Fabrício Augusto de Oliveira*
Os economistas “heterodoxos” do Brasil praticamente receberam sinal verde do ministro da Fazenda, Fernando Haddad, para que voltem a criticar a política monetária ortodoxa do Banco Central. Ou seja, a retomar a sua posição de “heterodoxos”.
Em discurso durante a cerimônia de assinatura da medida provisória que estabelece um conjunto de ações para uma resposta ao tarifaço que o presidente dos Estados Unidos, Donald Trump, impôs ao Brasil, Haddad, depois de meses silente sobre o nível da taxa de juros, revelou sua insatisfação com a mesma. Avaliou que a taxa básica de juros do país está acima do necessário para o atual cenário econômico e disse acreditar não ser justificável a manutenção da Selic em 15%. Considerou que a inflação caminha para dentro do sistema de metas, o que abre espaço para dar início à política de sua redução, confiando que o Banco Central, que tem como presidente, Gabriel Galípolo, indicado por Lula, se encontra em condições de percorrer esse caminho.
A fala de Haddad, ocorreu poucos dias depois da reunião do Comitê de Política Monetária (Copom) do Banco Central, no dia 17 de setembro, decidir continuar mantendo a Selic em 15% e de sinalizar que a mesma deve ser mantida em nível mais elevado por um período prolongado, visando trazer a inflação para dentro da meta, cujo intervalo é de 1,5% a 4,5%. Para Haddad, que se esquivou, até então, de criticar a política de juros altos, esse nível é injustificável e, nas suas palavras, dadas as condições atuais da economia brasileira, “nem deveria estar em 15%”.

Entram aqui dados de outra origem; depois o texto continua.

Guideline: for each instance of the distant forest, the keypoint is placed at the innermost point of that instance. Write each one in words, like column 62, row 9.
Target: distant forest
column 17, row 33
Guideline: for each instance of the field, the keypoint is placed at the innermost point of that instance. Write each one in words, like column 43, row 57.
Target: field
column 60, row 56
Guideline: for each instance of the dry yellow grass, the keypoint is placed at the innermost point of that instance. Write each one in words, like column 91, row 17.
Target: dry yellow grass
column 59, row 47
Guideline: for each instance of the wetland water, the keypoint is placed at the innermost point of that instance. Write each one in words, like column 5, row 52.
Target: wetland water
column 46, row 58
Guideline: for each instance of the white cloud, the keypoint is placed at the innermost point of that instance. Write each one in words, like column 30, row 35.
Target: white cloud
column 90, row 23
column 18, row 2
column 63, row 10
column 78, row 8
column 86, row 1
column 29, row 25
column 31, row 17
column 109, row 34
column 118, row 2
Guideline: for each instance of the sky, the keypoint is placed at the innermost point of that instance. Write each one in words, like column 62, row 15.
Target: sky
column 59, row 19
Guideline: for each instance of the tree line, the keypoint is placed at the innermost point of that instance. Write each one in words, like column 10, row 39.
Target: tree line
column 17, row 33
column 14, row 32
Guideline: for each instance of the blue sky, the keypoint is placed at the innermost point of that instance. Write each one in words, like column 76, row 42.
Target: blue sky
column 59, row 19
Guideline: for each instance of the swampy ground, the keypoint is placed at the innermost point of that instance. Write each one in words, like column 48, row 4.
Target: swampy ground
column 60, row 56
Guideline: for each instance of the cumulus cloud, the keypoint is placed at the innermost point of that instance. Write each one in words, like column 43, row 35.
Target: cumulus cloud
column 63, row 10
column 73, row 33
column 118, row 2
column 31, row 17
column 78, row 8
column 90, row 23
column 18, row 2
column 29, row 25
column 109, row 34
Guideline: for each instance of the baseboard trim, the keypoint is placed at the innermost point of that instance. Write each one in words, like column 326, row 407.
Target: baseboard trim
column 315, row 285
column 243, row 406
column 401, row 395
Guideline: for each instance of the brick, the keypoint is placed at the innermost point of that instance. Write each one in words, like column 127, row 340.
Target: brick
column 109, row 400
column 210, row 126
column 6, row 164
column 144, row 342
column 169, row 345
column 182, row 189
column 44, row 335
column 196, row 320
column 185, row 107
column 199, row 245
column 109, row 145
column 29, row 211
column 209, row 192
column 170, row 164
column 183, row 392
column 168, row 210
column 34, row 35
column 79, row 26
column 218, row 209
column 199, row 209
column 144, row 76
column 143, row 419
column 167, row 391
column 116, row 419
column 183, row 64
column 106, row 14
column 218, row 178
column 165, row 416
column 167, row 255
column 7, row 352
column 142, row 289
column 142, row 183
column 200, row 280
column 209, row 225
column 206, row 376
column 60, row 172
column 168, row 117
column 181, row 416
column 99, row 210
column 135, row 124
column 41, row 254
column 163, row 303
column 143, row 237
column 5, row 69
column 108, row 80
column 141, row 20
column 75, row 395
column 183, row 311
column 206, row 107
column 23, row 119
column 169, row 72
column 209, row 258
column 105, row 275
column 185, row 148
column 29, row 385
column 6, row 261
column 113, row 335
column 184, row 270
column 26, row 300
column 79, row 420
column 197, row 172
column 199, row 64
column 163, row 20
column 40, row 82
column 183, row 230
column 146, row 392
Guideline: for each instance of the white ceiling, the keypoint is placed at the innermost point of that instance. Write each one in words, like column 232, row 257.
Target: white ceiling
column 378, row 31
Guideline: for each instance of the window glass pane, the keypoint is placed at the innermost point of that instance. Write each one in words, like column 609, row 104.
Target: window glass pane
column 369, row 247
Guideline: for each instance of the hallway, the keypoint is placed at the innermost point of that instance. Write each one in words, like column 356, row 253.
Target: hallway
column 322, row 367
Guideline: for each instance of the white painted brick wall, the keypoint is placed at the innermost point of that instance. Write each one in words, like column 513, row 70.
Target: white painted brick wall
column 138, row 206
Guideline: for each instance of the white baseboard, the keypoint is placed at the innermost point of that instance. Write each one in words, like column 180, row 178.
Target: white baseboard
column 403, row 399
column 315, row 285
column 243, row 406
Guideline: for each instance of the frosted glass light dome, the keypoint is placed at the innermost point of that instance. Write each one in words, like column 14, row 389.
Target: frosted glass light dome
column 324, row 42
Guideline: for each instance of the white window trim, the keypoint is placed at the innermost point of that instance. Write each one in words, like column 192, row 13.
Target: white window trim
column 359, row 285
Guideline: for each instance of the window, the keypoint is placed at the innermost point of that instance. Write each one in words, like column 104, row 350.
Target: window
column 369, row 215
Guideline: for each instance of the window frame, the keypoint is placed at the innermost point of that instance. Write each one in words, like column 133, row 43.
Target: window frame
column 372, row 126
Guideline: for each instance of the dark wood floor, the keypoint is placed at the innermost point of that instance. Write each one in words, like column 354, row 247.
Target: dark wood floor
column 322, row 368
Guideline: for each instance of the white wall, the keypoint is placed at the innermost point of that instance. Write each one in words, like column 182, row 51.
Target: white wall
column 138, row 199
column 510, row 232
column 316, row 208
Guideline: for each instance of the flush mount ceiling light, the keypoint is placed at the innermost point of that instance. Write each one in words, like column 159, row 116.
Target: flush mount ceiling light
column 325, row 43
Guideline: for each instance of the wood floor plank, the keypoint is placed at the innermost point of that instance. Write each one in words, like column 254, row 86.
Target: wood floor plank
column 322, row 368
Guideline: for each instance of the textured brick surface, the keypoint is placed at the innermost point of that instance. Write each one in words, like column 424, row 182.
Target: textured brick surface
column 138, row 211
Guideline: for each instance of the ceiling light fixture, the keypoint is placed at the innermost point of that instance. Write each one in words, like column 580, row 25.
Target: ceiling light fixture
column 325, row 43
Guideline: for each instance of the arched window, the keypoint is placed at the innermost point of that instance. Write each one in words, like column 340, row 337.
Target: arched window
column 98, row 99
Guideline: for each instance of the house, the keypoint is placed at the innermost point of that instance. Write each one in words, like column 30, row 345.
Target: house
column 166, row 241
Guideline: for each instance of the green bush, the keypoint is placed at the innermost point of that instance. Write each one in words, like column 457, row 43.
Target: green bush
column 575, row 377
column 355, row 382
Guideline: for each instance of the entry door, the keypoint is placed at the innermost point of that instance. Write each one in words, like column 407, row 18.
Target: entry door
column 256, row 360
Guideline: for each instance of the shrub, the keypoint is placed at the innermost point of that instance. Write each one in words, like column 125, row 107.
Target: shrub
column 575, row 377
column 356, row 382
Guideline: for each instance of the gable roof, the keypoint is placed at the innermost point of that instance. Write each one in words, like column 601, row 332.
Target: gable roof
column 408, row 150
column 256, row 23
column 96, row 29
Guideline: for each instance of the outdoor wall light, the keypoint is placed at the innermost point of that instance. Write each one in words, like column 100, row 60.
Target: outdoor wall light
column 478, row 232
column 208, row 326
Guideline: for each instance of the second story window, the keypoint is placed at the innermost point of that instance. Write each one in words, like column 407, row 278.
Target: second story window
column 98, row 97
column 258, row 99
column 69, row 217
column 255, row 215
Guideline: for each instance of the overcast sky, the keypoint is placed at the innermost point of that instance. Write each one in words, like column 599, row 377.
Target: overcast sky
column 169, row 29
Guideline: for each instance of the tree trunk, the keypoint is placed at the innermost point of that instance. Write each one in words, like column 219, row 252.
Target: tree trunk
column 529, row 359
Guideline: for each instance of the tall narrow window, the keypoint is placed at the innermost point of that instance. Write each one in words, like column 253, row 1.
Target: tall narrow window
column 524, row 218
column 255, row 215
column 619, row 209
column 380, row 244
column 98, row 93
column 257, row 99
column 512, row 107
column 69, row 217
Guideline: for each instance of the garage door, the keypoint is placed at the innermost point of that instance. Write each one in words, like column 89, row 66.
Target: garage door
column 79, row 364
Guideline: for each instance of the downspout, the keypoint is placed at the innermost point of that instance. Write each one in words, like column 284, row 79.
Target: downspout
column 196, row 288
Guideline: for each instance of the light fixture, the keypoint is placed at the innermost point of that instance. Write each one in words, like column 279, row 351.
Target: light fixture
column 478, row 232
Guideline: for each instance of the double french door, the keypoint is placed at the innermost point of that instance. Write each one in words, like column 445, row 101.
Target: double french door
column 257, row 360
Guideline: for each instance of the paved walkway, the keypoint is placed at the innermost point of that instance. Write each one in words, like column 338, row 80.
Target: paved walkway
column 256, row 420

Em resposta à crítica de Haddad, Galípolo considerou-a “delicada, gentil e educada”, mas um “luxo”, certamente referindo-se ao fato de ser um ministro da Fazenda, que se preocupa mais com a questão do crescimento econômico, e não um agente responsável por manter a inflação sob controle, sob pena de ter de justificar tecnicamente por ela ter saído de dentro da meta. No mesmo diapasão, o secretário do Tesouro Nacional, Rogério Ceron, declarou que, “do ponto de vista fiscal, a Selic alta” machuca [a atividade econômica] e não é saudável”, considerando seus efeitos sobre o nível de endividamento do Estado.
Até o momento, os economistas “heterodoxos” do país evitaram fazer qualquer crítica à condução da política monetária, por ser Galípolo supostamente um de seus pares, embora seja confiável para o mercado, mesmo contribuindo para que o Banco Central adote uma política essencialmente ortodoxa, com uma taxa de juros nominal desnecessariamente elevada, e, ainda mais, em termos reais. Mesmo os Estados Unidos, onde a inflação se encontra no nível de 2,9%, acima da meta de 2%, o Banco Central (o FED) deu início à sua redução do intervalo de 4,25%-4,5% para 4,00-4,25%, iniciativa que pode ser alterada pelo fato de a economia estadunidense ter registrado um forte aquecimento no terceiro trimestre, afastando-se do temor de uma recessão.
Com o salvo conduto dado por Haddad sobre o nível exagerado da taxa de juro no país, pode ser que esses economistas abandonem o silêncio que hoje mantêm sobre o seu nível pornográfico e retomem suas críticas à política monetária implementada pelo Banco Central. A conferir.
Enquanto isso, embora o Boletim Focus continue projetando um crescimento do PIB de 2,16% em 2025, o Banco Central já o revisou para 2% neste ano e para 1,5% em 2026, atribuindo essa estimativa ao efeito das tarifas de Trump e aos sinais de moderação da atividade econômica no terceiro trimestre. Mas ainda sem abrir mão da taxa exagerada de juros na economia.
*Doutor em economia pela Unicamp, membro da Plataforma de Política Social e do Grupo de Estudos de Conjuntura da UFES, articulista do Debates em Rede, e autor, entre outros, do livro “Karl Marx: a luta pela emancipação humana e a crítica da Economia Política”, publicado pela Editora Contracorrente, em 2025.